One concern raised about most 3D in vitro matrix models, whether comprised of a purified protein or CDM, is the physiological relevance of its matrix stiffness, particularly regions in close proximity to a rigid underlying glass or plastic surface (>1 GPa). This issue of local matrix properties is relevant biologically, since ECM stiffness is sensed by cells through cell-matrix adhesions and can alter intracellular signaling pathways, such as by Rho GTPases, leading to changes in migration, differentiation and proliferation [1113]. Atomic force microscopy measurements of CDM have reported a Young’s modulus in the range of 200–600 Pa, which is comparable to reconstituted basement membrane (175 Pa), 3D collagen gels (concentration dependent, 15–1000 Pa), and dermal tissue explants (> 300 Pa) [8, 9, 13, 14]. Despite their relatively shallow depth and proximity to an artificial, rigid surface, CDMs are a physiologically-compliant matrix, allowing for flexibility and malleability similar to in vivo ECM. An additional physical parameter that has recently been identified as a regulator of cell migration and signaling is the elastic behavior of the matrix, i.e., non-linear or linear elasticity. In contrast to non-linearly elastic 3D collagen matrices, CDMs are linearly elastic and do not undergo strain stiffening under increasing force, perhaps due to its distinct composition and less crosslinking between fibers compared to meshwork collagen matrices. Using CDM, Petrie et al. demonstrated that fibroblasts have the ability to discern the elastic behavior of the ECM and accordingly switch modes of migration [14].

Besides possessing biochemical and physical characteristics that mimic in vivo matrices, CDM is by nature an in vitro system and thus more accessible to experimental manipulation. The composition of the medium used for culturing cells during CDM production can be adjusted to alter matrix composition, thickness, and topography. For example, the addition of ascorbic acid to culture media will increase the collagen content of the CDM and addition of epidermal growth factor (EGF) and basic fibroblast growth factor (bFGF) will increase overall ECM production and matrix thickness [8, 9]. Genetic ablation and RNA interference analyses of the cultured fibroblasts during CDM production can permit direct examination of the pathways involved in ECM synthesis, deposition, and organization. Recently, Goetz el al. discovered a role for caveolin-1 in the topographical assembly and remodeling of 3D microenvironments by examining the organization and compliance of CDM fibronectin fibers derived from wild-type and caveolin-1 knockout fibroblasts [15]. Additionally, post-synthesis chemical manipulation of CDM by crosslinking the matrix or by treating with trypsin can modulate the stiffness and elastic behavior of the CDM [14]. Taken together, CDM provides an in vitro 3D model that closely mimics the chemical and physical heterogeneity found in vivo, but which also allows for experimental manipulation in composition and physical properties to test hypotheses in ways that are not possible in vivo.

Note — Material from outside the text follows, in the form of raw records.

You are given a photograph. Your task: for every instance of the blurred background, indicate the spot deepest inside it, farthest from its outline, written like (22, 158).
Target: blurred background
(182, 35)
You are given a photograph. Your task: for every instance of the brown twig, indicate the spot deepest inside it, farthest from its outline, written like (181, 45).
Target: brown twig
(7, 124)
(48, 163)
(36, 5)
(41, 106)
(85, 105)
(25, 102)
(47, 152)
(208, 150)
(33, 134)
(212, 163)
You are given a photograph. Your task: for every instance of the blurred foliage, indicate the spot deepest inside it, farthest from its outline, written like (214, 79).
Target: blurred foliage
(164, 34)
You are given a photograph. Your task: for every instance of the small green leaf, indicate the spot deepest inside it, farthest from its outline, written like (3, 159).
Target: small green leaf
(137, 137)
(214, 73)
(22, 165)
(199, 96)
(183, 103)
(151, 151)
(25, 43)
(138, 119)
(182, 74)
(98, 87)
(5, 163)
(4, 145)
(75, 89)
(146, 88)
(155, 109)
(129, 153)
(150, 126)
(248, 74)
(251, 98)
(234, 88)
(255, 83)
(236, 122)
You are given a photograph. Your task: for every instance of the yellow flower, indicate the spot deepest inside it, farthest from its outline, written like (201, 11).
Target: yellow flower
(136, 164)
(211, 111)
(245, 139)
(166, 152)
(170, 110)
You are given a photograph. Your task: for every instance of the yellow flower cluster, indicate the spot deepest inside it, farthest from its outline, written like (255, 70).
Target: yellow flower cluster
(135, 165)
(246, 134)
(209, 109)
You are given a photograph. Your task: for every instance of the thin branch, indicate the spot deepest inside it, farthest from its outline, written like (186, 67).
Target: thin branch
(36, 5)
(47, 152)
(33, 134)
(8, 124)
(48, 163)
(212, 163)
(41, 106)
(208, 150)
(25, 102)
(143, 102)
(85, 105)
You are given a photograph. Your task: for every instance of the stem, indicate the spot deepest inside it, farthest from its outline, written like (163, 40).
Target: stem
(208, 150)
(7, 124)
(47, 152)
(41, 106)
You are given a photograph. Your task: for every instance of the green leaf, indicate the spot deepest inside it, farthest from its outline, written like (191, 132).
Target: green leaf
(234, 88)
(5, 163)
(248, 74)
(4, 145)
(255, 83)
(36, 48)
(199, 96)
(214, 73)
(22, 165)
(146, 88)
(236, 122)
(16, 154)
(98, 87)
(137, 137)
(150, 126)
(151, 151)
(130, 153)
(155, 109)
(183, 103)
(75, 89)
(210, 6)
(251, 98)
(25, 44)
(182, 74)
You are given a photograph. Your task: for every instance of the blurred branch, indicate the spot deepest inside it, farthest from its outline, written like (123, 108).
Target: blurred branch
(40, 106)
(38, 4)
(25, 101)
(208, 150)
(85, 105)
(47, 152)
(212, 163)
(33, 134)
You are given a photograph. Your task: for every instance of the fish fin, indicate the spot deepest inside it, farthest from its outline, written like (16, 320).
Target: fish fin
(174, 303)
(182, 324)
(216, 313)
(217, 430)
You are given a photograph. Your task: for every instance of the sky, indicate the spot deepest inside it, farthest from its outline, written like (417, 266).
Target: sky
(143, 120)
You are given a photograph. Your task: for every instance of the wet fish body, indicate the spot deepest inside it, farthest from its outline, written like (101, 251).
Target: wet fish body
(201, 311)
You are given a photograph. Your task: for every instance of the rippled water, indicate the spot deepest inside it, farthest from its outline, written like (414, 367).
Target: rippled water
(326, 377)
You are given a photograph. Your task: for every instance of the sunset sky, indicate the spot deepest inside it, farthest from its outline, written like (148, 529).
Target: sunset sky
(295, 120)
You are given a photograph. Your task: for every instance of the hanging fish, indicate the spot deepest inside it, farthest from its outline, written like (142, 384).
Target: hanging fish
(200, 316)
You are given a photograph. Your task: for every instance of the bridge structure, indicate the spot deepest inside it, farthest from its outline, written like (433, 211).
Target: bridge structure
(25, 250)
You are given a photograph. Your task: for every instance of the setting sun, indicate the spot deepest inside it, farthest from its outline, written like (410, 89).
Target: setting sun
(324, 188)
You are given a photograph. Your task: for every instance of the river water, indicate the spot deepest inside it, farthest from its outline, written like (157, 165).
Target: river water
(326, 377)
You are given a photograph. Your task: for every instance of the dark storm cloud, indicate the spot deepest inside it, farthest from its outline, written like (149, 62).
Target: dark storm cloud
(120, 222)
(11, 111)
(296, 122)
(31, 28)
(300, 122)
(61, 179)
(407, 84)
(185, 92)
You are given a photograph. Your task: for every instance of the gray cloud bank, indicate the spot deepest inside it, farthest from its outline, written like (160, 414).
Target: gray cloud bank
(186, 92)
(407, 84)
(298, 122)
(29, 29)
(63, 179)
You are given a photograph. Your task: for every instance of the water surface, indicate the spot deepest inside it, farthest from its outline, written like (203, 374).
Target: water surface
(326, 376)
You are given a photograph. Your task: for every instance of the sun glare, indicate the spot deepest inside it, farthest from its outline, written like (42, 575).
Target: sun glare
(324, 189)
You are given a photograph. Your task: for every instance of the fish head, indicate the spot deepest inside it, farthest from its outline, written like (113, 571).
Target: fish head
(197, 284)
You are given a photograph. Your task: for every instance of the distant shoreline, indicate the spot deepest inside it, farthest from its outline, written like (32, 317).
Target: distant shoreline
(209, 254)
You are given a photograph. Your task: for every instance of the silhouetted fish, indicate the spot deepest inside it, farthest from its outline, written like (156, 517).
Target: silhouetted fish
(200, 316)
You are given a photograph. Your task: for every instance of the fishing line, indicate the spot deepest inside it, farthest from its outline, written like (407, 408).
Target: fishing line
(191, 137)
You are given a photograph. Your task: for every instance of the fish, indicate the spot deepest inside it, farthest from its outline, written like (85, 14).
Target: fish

Cell-derived matrices regulate adhesion composition and stability

It is well known that mesenchymally derived fibroblasts require attachment or adhesion to the surrounding extracellular matrix for cell migration as well as maintenance of cell homeostasis and survival. Other cell types, such as many cancer cell lines and hematopoietic cells can not only migrate, but can survive in the absence cell-matrix attachment [16]. In this section, we will focus solely on cell-CDM adhesions made by fibroblasts and other anchorage-dependent cell types.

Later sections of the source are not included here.